MUMBAI: To simplify export procedures and enhance regulatory efficiency, the Drugs Controller General of India (DCGI) has announced overhauling the process of granting no-objection certificates (NOCs) in exporting unapproved drugs.
Previously, companies exporting drugs from India had to apply for a customer- and quantity-specific NOC each time they received an order.
Under the new system, the DCGI will grant a blanket NOC based on a company’s history of exporting the drug over the past one year as long as the drug is approved in the importing country.
The NOC will not be tied to the client or importer but will be product- and country-specific, reducing the number of NOCs issued from approximately 15,000 annually to around 5,000 or fewer.
The move will reduce the procedural burden on exporters.
Speaking on the sidelines of the Indian Pharmaceutical Alliance’s (IPA’s) Global Pharmaceutical Quality Summit, 2024, Rajeev Raghuvanshi, DCGI, stated: “We are simplifying the process while ensuring compliance. Now, companies need to submit the details of their customers and proof of regulatory approval once a year, instead of making multiple applications.”
This move is expected to streamline the export process while maintaining regulatory oversight.
The DCGI said revised guidelines for biosimilars would soon be released. The last update was in 2018, and the new framework aims to align Indian regulations with the latest global standards.
Additionally, the Central Drugs Standard Control Organisation (CDSCO) is in the process of drafting its first regulatory guidelines for cell and gene therapy, a sector governed by directives from the Department of Biotechnology (DBT) and the Indian Council of Medical Research (ICMR).
“We are developing a regulatory framework to guide the approval process for cell and gene therapies, ensuring clarity for applicants and alignment with global best practices,” Raghuvanshi stated.

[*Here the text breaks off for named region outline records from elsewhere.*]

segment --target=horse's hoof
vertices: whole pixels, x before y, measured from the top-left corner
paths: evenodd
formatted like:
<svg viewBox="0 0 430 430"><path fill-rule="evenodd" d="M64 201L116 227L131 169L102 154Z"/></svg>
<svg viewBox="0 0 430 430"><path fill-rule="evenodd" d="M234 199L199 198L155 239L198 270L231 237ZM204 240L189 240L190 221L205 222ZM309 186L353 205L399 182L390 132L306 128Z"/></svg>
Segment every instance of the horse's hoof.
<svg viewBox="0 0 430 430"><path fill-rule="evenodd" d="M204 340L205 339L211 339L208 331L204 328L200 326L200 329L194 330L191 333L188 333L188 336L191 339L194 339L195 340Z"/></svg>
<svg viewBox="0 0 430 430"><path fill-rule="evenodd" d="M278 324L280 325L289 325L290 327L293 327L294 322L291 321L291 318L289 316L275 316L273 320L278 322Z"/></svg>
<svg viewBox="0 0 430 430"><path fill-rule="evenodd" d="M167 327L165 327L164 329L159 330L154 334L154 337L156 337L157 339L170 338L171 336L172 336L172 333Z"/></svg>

The CDSCO has also intensified its inspection, with nearly 905 completed in the past two years. Recent events, including the Aveo case, have prompted the agency to closely monitor companies that have received NOCs to ensure compliance.
In response to concern about regulatory oversight in export markets, particularly in low- and middle-income countries (LMICs), Raghuvanshi emphasised the need for India to strengthen its support.
“Many LMICs rely on the regulatory systems of exporting countries,” he noted.
“We must ensure our system is robust to assist them.”
Raghuvanshi also detailed the progress of the digital regulatory platform, a ₹100 crore project aimed at integrating all regulatory stakeholders. “This platform will bring together state regulators, partner agencies like customs and GST, and manufacturers, creating a comprehensive database of the entire regulatory value chain,” he said.
The platform aims to map the supply chain, from approval to sale, providing a unified information source and will be operational in two years.
Raghuvanshi spoke of the need for internal scientific capacity building in the CDSCO.
“We are creating positions for evaluators and reviewers,” he said. “Our workforce is primarily trained for executing the law, not for in-depth scientific evaluation.”
This initiative aims to reduce reliance on subject expert committees (SECs) for all technical matters.
On SECs, Raghuvanshi said fresh deliberations would be allowed only if a company gave new information.
“We will not allow companies to repeatedly push the same content to SECs,” he asserted.
He indicated changes to test licences, particularly for imports of small quantities for testing and analysis were being considered, with further details to be announced in forthcoming regulations.
The DCGI’s announcements signal concerted efforts to modernise and strengthen India’s drug regulatory framework, ensuring both domestic safety and responsible export practices.